In late 1962, Grumman won the $2-billion government contract from NASA. Kelly was promoted to lead the design team for the Lunar Excursion Module (LEM). He was in charge of more than 7,000 employees in design and building the Lunar Module. Kelly's group came up with the idea of a two-stage spacecraft (ascent & descent stage), that would take two astronauts to the Moon's surface while a third astronaut would stay in lunar orbit.

Kelly had just turned 40 when Neil Armstrong took his first historic step on the Moon July 20, 1969. During the landing, ice had formed in a fuel line, clogging it. If the heat from the engine defrosted the clog, the fuel could detonate. Luckily for Kelly and the Grumman crew, the problem corrected itself and the crew was able to relax and realize what they had accomplished. In an interview in 1998 Kelly stated, "It was the greatest thing in my career. And, in hindsight, it was even more significant than we thought at the time." However, the experience was not without strain and stress, manifested in a nervous tic he developed during the project.
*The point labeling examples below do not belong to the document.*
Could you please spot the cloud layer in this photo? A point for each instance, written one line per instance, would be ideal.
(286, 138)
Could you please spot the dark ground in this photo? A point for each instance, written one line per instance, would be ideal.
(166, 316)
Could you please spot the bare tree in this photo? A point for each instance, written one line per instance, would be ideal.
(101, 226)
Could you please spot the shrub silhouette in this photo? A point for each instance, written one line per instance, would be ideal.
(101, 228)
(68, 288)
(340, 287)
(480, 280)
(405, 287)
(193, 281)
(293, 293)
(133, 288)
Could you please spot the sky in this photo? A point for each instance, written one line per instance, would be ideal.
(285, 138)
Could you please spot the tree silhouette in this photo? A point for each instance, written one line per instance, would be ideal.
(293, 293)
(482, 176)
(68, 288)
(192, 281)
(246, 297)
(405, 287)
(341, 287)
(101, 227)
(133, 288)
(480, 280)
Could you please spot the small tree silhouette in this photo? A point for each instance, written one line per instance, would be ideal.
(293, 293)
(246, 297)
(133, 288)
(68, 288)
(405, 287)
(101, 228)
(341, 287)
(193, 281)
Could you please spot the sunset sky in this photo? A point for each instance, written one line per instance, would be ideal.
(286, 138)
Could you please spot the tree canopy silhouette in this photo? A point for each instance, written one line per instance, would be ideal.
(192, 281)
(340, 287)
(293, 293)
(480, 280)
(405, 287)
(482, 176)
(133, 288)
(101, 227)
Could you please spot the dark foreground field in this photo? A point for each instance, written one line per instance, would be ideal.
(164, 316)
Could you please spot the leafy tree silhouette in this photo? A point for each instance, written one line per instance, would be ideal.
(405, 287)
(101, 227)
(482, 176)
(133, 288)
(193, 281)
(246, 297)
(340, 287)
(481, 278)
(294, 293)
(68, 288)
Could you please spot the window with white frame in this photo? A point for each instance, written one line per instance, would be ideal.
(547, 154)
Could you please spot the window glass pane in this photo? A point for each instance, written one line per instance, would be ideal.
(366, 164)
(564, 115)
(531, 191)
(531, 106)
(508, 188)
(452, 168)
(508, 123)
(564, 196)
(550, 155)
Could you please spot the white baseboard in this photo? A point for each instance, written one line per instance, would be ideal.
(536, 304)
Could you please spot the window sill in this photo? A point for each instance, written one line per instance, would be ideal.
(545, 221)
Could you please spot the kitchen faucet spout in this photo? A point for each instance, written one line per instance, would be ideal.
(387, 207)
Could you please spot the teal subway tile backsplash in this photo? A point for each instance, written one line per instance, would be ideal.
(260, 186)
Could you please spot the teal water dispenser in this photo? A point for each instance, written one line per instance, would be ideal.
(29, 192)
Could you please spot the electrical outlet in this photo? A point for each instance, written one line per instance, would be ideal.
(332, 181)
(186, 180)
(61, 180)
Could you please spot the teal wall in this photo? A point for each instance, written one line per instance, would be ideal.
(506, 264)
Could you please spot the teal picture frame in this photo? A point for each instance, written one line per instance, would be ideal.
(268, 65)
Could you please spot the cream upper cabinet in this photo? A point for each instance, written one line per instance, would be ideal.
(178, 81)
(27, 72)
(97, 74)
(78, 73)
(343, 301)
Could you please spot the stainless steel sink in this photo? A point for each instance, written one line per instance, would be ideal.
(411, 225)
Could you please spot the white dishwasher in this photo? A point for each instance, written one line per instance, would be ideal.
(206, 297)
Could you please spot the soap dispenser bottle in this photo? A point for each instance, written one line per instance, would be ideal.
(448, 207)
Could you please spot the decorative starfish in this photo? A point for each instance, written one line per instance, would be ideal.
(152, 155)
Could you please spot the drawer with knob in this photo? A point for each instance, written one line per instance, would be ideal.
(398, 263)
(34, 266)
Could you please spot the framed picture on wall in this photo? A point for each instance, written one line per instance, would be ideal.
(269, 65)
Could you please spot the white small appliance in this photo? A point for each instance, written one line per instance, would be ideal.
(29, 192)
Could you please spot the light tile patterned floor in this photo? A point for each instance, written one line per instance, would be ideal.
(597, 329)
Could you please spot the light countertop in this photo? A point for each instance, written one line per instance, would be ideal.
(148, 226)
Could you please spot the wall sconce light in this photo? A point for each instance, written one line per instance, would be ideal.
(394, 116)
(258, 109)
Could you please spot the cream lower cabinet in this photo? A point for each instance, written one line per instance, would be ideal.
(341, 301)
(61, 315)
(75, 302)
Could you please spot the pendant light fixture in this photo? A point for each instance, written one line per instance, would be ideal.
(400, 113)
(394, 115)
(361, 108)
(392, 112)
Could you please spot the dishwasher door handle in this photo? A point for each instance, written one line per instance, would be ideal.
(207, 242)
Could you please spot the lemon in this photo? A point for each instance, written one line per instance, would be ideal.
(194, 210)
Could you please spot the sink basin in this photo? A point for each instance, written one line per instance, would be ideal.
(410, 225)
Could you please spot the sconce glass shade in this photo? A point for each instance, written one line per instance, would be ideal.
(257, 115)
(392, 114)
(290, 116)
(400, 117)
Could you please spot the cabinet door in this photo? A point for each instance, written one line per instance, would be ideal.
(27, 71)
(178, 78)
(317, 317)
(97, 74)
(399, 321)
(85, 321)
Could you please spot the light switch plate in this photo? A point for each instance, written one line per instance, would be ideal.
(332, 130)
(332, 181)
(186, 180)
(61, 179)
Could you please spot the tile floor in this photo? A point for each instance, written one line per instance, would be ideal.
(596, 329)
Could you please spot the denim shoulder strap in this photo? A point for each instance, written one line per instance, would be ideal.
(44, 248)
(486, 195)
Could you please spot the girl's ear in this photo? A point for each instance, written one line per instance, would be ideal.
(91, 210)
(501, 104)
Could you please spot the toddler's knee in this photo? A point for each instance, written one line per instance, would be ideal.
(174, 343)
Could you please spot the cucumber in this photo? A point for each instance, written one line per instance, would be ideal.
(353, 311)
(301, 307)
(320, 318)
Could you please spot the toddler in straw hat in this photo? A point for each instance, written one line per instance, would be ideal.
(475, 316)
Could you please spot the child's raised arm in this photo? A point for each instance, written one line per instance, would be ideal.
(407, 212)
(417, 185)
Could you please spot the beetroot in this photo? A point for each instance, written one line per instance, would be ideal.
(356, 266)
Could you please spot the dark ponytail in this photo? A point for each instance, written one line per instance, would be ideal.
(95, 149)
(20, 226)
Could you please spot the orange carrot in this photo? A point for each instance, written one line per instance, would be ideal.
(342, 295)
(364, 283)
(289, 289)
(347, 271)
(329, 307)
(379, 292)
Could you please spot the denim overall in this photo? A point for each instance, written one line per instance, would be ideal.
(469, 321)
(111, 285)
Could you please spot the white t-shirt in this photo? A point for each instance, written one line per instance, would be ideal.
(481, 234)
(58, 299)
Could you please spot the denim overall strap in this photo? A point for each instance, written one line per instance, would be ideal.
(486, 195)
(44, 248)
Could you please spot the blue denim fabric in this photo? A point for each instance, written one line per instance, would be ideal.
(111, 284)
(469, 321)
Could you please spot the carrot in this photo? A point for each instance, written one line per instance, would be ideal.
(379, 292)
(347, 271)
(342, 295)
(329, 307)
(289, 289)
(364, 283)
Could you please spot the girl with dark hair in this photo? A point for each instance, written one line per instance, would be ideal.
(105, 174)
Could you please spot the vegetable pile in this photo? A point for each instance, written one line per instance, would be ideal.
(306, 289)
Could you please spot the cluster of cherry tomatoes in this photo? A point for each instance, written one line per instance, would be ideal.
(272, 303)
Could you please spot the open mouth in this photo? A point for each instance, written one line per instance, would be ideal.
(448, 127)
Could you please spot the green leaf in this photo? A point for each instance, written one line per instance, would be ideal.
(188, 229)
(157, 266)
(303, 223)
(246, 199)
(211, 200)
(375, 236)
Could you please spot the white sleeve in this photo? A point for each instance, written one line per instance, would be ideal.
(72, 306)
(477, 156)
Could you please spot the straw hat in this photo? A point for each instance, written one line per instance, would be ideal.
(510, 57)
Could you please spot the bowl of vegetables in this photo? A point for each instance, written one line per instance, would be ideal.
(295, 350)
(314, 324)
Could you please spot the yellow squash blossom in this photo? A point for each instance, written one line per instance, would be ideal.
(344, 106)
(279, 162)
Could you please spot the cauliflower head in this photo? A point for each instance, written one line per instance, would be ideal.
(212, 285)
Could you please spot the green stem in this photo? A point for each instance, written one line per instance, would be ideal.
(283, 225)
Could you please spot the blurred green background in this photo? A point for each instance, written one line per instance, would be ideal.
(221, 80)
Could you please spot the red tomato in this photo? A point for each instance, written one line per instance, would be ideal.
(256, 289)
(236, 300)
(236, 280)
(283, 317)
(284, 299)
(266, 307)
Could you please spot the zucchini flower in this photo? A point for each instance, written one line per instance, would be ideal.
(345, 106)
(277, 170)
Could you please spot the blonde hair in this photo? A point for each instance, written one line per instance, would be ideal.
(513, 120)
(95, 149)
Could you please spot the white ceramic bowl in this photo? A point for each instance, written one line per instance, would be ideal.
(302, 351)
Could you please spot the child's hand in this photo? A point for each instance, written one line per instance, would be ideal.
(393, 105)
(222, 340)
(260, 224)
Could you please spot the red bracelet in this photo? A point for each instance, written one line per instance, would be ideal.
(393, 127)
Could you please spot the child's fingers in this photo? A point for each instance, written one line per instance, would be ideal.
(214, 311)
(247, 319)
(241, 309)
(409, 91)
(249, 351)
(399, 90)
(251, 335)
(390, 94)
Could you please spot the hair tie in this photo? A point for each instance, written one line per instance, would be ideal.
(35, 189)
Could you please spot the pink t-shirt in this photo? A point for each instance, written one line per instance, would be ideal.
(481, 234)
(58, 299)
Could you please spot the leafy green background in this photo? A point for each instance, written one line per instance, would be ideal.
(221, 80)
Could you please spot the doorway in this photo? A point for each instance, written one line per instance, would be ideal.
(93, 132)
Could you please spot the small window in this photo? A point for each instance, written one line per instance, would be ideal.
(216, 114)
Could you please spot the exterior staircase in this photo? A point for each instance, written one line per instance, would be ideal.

In all, Grumman built fifteen lunar modules, but only six of them had the opportunity to land on the Moon's surface. Each one of these modules had significant upgrades compared to the last one. The Lunar Module is among the most significant accomplishments of Kelly's career, as it is still the only spacecraft that humans have used to land on another celestial body.

==Retirement==
Kelly retired from Grumman in 1992 after spending 38 years with the company. Soon after his retirement, Grumman merged with Northrop to form Northrop Grumman Corporation and dispersed its operations from Long Island.

In the year 2000's Long Island: Our Past poll, Kelly was selected as the fourth favorite person from Long Island's history. He followed behind Robert Moses, Theodore Roosevelt and William Levitt.